ReneSola (NYSE:SOL) (see thesis): ReneSola has outsourced much of its production to multiple locations outside of China. In theory, this was supposed to give ReneSola an advantage compared to its peers in the US market. However, the higher OEM cost structure has impeded ReneSola's potential advantage. We do not see much evidence to date the ReneSola has been able to exploit the current tariff situation. It is conceivable that the Company can use Korean or other wafer capacity to fulfill the US market needs in the near term and we look forward to the Company's guidance to gauze its potential upside.
Hanwha SolarOne (HSOL) (see thesis): Hanwha SolarOne does not have much business in the US and its prognosis is not going to be much different under the new tariff regime.
SolarCity (NASDAQ:SCTY) (see thesis): While SolarCity has announced a relationship with REC for module supplies, it continues to be highly dependent on Chinese solar companies. However, the increased costs and the resulting margin pressure could be offset by the low cost financing the Company continues to procure.
RGS Energy (NASDAQ:RGSE) (see thesis): RGS Energy has recently announced SolarWorld as its new supplier. However, SolarWorld is a high cost supplier and we expect that RGS Energy will likely face some negative headwinds on gross margins as result of the switch.
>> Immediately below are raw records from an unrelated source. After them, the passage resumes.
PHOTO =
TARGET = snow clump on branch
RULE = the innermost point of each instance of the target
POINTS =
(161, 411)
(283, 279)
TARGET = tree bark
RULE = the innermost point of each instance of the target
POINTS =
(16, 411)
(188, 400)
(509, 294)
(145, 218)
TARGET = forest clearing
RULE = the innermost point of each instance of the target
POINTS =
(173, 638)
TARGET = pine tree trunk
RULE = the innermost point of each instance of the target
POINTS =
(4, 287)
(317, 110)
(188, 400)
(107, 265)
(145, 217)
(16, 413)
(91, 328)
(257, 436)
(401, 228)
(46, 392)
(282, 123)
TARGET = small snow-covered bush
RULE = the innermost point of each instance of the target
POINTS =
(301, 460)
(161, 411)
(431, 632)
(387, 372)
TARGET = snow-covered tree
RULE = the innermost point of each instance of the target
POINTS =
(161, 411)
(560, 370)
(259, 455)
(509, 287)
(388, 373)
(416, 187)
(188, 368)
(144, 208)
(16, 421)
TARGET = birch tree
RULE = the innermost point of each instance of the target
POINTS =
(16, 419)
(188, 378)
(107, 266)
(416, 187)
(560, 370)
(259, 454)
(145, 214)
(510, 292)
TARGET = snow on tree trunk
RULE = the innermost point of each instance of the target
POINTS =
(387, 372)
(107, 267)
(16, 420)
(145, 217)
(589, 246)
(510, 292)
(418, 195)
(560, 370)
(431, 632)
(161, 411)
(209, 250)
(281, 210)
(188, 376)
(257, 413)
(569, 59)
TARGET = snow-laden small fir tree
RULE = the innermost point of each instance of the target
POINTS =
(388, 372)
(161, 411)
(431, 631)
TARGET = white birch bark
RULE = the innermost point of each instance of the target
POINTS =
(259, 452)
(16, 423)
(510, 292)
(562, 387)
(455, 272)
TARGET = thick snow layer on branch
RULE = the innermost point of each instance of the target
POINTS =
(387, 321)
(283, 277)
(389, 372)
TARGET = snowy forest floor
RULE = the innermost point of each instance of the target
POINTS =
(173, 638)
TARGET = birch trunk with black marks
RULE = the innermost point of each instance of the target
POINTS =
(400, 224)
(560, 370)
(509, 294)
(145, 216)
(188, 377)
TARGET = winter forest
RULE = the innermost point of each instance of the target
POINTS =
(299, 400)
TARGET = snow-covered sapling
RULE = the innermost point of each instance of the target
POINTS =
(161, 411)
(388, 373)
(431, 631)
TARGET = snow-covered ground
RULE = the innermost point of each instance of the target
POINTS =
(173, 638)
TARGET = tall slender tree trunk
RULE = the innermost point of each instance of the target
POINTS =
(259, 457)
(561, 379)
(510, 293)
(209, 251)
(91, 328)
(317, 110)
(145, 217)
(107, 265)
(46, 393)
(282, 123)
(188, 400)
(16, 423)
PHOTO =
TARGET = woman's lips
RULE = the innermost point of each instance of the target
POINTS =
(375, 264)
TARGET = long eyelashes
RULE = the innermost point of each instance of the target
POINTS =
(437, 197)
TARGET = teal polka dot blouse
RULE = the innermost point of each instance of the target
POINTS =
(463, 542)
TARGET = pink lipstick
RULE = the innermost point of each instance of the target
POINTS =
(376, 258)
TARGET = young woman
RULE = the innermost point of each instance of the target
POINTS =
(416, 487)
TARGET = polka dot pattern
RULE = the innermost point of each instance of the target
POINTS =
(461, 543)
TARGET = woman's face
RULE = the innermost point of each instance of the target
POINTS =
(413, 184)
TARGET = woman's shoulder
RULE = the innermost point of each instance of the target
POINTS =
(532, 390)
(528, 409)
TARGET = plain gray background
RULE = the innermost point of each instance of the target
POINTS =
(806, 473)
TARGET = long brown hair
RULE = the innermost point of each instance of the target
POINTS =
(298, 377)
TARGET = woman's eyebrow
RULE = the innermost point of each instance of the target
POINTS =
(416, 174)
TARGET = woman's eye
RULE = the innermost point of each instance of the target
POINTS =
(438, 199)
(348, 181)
In addition to the impacts to the individual companies, this tariff continue to indicate development of a new supply line in the US market. Over the next year or two we expect to see several alternatives to Chinese solar companies, including companies with production facilities in Malaysia, Korea, India and other countries. We also expect to see substantial new solar cell/module manufacturing in the NAFTA zone.
The Chinese solar stocks have traded down substantially from their peaks due to the Commerce CVD findings earlier this year and, in that context, we see the Friday's antidumping ruling as largely immaterial. As discussed above, the new ruling will not having any meaningful impact on these stocks as the companies shift their manufacturing back to China from Taiwan. Among the Chinese solar companies, we continue to like JinkoSolar, JA Solar, and Trina Solar as being very attractive at the current valuation levels. Any selling off at the current levels would be an even more attractive buying opportunity for these stocks.
Disclosure: The author is long FSLR, JKS, JASO. The author wrote this article themselves, and it expresses their own opinions. The author is not receiving compensation for it (other than from Seeking Alpha). The author has no business relationship with any company whose stock is mentioned in this article.